CSV support requires pandas which must be installed separately.

CSV files can be read into datasets with scipp.io.load_csv. For example, given the following CSV-encoded data can be read into a dataset as shown:

[4]:
csv_content = '''a [m],b [s],c
1,5,9
2,6,10
3,7,11
4,8,12'''
[5]:
from io import StringIO

ds = sc.io.load_csv(StringIO(csv_content), header_parser='bracket')
ds
[5]:
Show/Hide data repr Show/Hide attributes
scipp.Dataset (2.54 KB)
    • row: 4
    • a
      (row)
      int64
      m
      1, 2, 3, 4
      Values:
      array([1, 2, 3, 4])
    • b
      (row)
      int64
      s
      5, 6, 7, 8
      Values:
      array([5, 6, 7, 8])
    • c
      (row)
      int64
      9, 10, 11, 12
      Values:
      array([ 9, 10, 11, 12])

This example uses StringIO to load the data directly from a string. But load_csv can also load from a file on your hard drive or even from a remote server. Simply pass the path or URL of the file as the first argument. See also pandas.read_csv.

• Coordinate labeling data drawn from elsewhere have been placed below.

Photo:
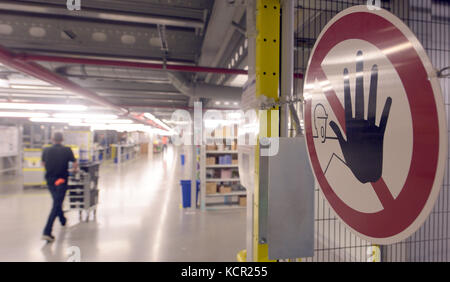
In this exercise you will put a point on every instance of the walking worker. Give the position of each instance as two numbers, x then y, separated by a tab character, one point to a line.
56	161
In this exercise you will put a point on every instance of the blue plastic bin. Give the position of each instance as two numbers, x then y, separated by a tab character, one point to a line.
186	192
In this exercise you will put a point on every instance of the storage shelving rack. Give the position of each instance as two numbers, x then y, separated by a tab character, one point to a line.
218	201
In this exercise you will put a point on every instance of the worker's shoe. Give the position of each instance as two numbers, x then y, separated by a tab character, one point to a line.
48	238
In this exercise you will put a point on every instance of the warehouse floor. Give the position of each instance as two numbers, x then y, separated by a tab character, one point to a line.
139	218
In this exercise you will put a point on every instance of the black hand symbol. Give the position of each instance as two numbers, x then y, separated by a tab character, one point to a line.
363	149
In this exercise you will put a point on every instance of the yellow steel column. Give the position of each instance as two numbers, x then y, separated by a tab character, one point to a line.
267	84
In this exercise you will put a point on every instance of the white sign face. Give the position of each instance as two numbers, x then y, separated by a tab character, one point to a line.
375	124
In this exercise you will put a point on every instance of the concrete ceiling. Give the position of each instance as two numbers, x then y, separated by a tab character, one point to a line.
173	31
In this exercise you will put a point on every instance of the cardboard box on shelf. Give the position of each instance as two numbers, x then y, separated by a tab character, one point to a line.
211	148
224	189
210	160
211	188
243	201
225	173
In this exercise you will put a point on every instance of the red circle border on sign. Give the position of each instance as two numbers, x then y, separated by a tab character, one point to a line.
380	32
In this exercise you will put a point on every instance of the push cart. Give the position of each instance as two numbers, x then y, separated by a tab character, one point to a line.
83	190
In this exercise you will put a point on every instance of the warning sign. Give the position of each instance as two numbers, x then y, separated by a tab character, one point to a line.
375	124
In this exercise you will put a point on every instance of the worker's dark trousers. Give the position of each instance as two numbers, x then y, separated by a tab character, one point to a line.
58	194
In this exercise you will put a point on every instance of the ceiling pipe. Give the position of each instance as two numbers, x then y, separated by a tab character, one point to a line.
7	58
209	91
39	72
95	14
117	63
130	64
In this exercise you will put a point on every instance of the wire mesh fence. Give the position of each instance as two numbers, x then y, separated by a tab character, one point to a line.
430	22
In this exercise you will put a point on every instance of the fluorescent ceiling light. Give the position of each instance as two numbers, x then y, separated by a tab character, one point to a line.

See scipp.io.load_csv for more options to customize how the data is structured in the dataset.

Using pandas#

The CSV reader shown above is a wrapper around pandas.read_csv and provides commonly used functionality. But pandas supports many more file readers for, among others, Excel, JSON, and XML files. See pandas IO tools for a complete list.

It is possible to use pandas manually to load these files and then convert the result to a Scipp dataset using from_pandas. For example, JSON can be read as follows:

[6]:
json = '''{"A [m]": {"0": 1, "1": 3, "2": 5},
"B [m/s]": {"0": 2, "1": 4, "2": 6}}'''
[7]:
import pandas as pd

df = pd.read_json(json)
df
/tmp/ipykernel_7502/3504722790.py:3: FutureWarning: Passing literal json to 'read_json' is deprecated and will be removed in a future version. To read from a literal string, wrap it in a 'StringIO' object.
  df = pd.read_json(json)
[7]:
A [m] B [m/s]
0 1 2
1 3 4
2 5 6
[8]:
sc.compat.from_pandas(df, header_parser='bracket')
[8]:
Show/Hide data repr Show/Hide attributes
scipp.Dataset (2.02 KB)
    • row: 3
    • row
      (row)
      int64
      𝟙
      0, 1, 2
      Values:
      array([0, 1, 2])
    • A
      (row)
      int64
      m
      1, 3, 5
      Values:
      array([1, 3, 5])
    • B
      (row)
      int64
      m/s
      2, 4, 6
      Values:
      array([2, 4, 6])

NeXus#

Scipp has no built-in support for loading NeXus files. However, the scippneutron package can internally use Mantid to load such files, or any other Mantid-supported file type, see scippneutron and in particular scippneutron.load_with_mantid.